BARBARA RUBIN, PO Box 224, Locust Valley, NY 11560, USA.
E-mail: Agasaya@webtv.net

REFERENCE

1. Walsh SJ, DeChello LM. Excess autoimmune disease mortality among school teachers. J Rheumatol 2001;28:1537-45.

Prof. Walsh and Ms DeChello reply

To the Editor:

Ms Rubin's letter indeed raises points that deserve additional scientific scrutiny. Following publication of our article we received much correspondence that, like this letter, suggests a wider spectrum of occupational exposures among teachers than we considered and that points to the occurrence of additional, nonautoimmune, occupation related illness in this profession. It seems that many teachers suspect that something about the teaching profession affects their health in unusual ways, but that, prior to publication of our paper, no scientific evidence was available to support their suspicions.

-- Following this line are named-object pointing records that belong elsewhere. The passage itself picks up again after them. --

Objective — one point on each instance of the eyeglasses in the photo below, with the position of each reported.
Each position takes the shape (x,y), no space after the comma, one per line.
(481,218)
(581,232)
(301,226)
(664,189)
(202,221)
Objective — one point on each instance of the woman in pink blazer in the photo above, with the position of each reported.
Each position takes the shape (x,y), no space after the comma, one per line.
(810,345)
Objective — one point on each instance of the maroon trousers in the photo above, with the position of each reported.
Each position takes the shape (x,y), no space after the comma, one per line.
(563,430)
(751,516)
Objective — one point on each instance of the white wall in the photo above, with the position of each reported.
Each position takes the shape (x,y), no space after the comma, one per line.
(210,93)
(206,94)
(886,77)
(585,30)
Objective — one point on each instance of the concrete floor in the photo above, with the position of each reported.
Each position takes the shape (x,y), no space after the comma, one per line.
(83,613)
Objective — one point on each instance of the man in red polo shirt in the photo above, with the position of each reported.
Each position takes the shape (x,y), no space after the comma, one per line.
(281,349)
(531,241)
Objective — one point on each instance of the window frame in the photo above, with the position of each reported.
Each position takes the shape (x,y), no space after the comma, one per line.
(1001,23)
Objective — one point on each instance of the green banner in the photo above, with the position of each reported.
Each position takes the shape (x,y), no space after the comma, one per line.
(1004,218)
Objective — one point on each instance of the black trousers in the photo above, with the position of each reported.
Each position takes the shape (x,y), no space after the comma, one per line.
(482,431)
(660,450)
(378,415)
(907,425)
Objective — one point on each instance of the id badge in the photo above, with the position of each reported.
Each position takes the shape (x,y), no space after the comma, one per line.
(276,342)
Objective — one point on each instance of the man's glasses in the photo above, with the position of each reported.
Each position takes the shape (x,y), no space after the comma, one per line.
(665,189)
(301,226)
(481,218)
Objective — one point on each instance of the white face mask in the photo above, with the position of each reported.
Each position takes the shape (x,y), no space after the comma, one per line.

Our decision to focus on infectious agents as a possible explanation of excess autoimmune disease mortality among teachers was motivated by 2 factors. First, each of the individual autoimmune diseases that exhibited significant excess mortality in teachers was associated with a possible bacterial or viral trigger in earlier research studies. Second, there is documentation supporting a role for schools in facilitating transmission of each of the implicated infectious agents.

The hypothesis that greater exposure to infections could lead to greater autoimmune disease incidence among teachers was not meant to exclude other plausible explanations of our findings. However, we are not aware of any other class of environmental exposures that, based on published evidence, appears to constitute both a risk factor for multiple autoimmune diseases and an exposure associated with the school environment.

We agree that concentrations of molds, pesticides, or other environmental toxins in school buildings carry the potential to affect health. The prevalence of such exposures in schools has yet to be systematically documented, and associations between those exposures and autoimmune disease incidence have yet to be reported. In this regard it is important to recognize that the findings presented in our paper relate only to autoimmune diseases. The relevance of our findings to frequent reports of allergies, asthma, or other syndromes among students and teachers is not clear.

We hope that our study broadly motivates further research regarding exposures present in the school environment and the degree to which those exposures affect morbidity of all kinds in students and teachers. More specifically, we hope the study reveals the opportunity that schools and the teaching profession provide for identifying factors that trigger autoimmune pathogenesis.

STEPHEN J. WALSH, ScD; LAURIE M. DeCHELLO, BA, Department of Community Medicine, University of Connecticut Health Center, 263 Farmington Avenue, Farmington, CT 06030-6325, USA.